So you have a node.js project in which npm audit tells you there is a dependency of a dependency that needs to be updated, but doing a simple npm audit fix won't do the trick, and for some reason, you cannot just bump the first-level package version and npm install to update it, because the second-level dependency package has no new version, so it won't try to resolve the new version of the third-level (dependency) package.

Sounds familiar?

Well, it seems familiar to me at least, because this week, I had to make sure our dependencies have no vulnerabilities, and I had this exact problem:

package-1@^0.3.0
  depends on:
    package-2@^3.0.1 (which is not vulnerable in itself, but has no new version available)
      depends on:
        package-3@^4.3.2 (which is vulnerable, so it needs to be updated)

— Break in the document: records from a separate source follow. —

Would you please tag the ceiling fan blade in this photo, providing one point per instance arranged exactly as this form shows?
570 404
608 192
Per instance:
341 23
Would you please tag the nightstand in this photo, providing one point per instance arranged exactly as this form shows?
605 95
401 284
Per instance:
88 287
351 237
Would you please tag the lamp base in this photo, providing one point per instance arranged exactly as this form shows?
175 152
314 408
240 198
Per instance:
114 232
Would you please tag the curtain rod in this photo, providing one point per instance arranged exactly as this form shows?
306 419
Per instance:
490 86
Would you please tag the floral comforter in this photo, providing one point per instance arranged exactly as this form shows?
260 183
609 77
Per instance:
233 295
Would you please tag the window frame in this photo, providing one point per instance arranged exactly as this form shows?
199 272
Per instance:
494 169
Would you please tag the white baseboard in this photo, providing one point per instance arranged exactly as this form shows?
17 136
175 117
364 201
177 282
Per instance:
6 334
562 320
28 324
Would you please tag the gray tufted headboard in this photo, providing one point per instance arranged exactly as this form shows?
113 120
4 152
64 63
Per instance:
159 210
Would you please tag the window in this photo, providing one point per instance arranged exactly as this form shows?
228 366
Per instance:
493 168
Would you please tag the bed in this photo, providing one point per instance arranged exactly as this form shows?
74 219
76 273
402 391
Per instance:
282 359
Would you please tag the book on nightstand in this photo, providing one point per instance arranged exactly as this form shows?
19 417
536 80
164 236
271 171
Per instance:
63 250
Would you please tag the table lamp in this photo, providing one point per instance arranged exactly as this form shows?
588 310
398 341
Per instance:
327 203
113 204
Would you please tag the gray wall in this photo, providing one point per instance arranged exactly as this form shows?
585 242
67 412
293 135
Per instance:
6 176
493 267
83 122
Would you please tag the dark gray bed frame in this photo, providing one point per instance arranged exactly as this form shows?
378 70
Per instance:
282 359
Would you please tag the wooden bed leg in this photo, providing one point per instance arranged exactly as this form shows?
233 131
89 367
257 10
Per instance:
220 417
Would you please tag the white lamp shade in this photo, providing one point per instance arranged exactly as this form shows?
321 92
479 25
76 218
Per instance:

So I couldn't just bump the package-1 version in the package.json then npm install or yarn install for it and also package-3 to be updated to safer versions. Because since package-2 had no new version, it wouldn't even bother to try and update its own dependencies.

That's when shrinkwrap comes to the rescue

The npm shrinkwrap command will create a npm-shrinkwrap.json file alongside your package.json, where you can specify package-3's desired version by doing so:

{
  "dependencies": {
    "package-1": {
      "version": "0.3.0",
      "from": "package-1@^0.3.0",
      "dependencies": {
        "package-2": {
          "version": "3.0.1",
          "from": "package-2@^3.0.1",
          "dependencies": {
            "package-3": {
              "version": "4.4.0",
              "from": "package-3@^4.4.0"
            }
          }
        }
      }
    }
  }
}

See that 4.4.0? That's the version that fixes the vulnerability.

Yarn also has that kind of trick, but it's cleaner (IMHO)

Yarn also has a feature that lets you specify the version that you want for our hypothetical package-3 example package.

Simply put, all you have to do is to add a "resolutions" object property inside your package.json, and set the version like so:

{
  ...
  "resolutions": {
    "package-1/**/package-3": "^4.4.0"
  }
}

... where 4.4.0 and later minor versions are fixing the vulnerability you want to squish.